The Story of America: Essays on Origins Irony

“He Wasn’t a Liar”- “Here He Lyes”

The diction on Captain Smith’s grave surreptitiously insinuates that his writing is believable and ingenuous. However, Jill Lepore asserts, “Ah, but don’t believe it…Even his (Smith) mishaps prove his valor : who could have survived so may sea-fights , shipwrecks, mutinies, deserted islands, musket wounds, betrayals, prisons, and gashes gotten while jousting, except a man whose coat-of-arms depicted the severed , turbaned heads of three Turkish army officers he defeated in back-to back duels in Transylavania and whose motto-embalzone on his shield-sounds like a title of a James Bond Film set in Elizabethan England.” Lepore’s remarks conjecture that most of Smith’s writings are embroidered to portray him as a protagonist. Lepore deconstructs Smith’s proclamations to validate that the avowals on the epitaph are not earnest.

‘Franklin’s Perfection’-“The Way to Wealth”

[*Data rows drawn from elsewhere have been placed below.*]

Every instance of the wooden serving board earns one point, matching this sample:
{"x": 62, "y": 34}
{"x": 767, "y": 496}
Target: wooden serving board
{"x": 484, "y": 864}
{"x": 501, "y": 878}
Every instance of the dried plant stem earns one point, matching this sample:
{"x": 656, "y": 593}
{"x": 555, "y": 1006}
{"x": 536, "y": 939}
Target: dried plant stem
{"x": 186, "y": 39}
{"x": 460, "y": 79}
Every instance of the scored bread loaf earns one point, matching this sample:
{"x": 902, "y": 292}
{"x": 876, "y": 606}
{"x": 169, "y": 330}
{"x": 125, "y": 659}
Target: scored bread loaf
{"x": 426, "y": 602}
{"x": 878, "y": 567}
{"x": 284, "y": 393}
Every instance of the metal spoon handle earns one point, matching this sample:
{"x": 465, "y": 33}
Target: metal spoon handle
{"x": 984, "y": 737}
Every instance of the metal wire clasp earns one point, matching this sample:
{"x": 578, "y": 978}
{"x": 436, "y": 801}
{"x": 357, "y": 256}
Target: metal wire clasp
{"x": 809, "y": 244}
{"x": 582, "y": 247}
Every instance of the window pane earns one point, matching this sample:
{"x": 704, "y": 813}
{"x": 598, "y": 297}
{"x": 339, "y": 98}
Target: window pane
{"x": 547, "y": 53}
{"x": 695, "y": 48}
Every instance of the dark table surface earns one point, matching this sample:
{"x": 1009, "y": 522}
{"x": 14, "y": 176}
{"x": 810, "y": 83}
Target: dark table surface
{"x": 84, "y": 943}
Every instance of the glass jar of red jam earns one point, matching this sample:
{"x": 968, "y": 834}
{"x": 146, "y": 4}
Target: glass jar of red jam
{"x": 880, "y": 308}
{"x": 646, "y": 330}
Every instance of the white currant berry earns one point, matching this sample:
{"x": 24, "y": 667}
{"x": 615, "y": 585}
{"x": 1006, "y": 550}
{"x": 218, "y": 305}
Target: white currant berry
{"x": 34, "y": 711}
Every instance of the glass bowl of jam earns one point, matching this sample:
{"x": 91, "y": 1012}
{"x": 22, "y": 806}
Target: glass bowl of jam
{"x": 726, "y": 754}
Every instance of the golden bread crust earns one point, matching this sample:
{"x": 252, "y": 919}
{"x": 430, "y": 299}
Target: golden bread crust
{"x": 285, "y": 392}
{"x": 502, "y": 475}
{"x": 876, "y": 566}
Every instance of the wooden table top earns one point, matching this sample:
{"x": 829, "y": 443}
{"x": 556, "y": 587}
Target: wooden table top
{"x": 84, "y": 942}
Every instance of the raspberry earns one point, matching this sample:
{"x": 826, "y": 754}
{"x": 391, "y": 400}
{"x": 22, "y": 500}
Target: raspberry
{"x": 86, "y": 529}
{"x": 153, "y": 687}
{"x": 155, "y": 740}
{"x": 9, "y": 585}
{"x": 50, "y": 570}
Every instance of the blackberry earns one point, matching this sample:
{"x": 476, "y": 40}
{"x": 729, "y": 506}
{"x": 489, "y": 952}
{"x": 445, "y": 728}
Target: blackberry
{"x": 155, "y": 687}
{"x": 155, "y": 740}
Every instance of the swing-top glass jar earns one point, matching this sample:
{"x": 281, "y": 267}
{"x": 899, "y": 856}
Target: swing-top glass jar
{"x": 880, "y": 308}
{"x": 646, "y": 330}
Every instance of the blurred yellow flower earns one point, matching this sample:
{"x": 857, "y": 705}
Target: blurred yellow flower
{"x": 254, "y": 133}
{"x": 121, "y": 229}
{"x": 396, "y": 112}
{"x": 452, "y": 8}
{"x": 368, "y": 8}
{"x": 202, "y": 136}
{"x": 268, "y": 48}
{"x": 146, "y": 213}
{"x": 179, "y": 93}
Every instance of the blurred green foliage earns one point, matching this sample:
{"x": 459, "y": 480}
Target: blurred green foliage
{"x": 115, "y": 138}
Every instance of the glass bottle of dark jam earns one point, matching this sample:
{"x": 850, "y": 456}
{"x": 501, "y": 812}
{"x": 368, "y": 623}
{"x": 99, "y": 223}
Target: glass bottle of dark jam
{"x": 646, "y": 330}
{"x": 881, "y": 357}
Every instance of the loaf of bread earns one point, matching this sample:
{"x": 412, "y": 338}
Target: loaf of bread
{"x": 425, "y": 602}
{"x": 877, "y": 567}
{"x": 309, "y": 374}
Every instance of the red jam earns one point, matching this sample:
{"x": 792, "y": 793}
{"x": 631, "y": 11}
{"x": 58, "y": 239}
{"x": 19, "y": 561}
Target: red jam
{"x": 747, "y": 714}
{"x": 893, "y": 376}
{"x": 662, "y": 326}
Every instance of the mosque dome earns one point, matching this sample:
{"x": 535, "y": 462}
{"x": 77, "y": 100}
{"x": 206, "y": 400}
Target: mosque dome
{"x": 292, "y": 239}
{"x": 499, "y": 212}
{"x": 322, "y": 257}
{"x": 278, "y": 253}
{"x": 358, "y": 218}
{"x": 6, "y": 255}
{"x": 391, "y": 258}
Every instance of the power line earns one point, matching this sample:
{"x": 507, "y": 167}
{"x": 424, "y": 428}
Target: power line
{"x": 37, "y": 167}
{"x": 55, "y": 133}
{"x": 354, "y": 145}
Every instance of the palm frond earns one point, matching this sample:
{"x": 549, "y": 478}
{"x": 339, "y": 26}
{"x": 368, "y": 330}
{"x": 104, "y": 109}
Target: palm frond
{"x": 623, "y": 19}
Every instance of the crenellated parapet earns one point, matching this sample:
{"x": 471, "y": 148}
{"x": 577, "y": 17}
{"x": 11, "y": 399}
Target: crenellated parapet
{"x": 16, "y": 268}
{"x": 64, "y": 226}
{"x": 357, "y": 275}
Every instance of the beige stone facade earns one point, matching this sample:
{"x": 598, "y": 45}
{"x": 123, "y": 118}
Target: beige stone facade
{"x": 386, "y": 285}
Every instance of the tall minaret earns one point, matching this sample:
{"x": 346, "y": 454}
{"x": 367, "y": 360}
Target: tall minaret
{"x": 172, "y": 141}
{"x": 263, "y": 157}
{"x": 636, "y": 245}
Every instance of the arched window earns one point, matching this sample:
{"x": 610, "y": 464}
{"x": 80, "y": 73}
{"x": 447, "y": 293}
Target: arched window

Jill Lepore explicates, “ He( Franklin) carried with him a book in which he kept track, day by day, of whether he had lived according to thirteen virtues, including Silence, which he hoped to cultivate “ to break a habit I was getting into of Prattling, Punning and Joking. What made Franklin great was how nobly he strived for perfection; what makes him almost impossibly interesting is how far short he fell of it.” Evidently, Franklin committed his being to being impeccable based on how he endeavored to accomplish ‘the thirteen virtues’; his conscientiousness would have augmented his faultlessness but it did not. The irony of Franklin’s flawlessness specifies the integral blemishes in all humans, which Franklin would not bypass.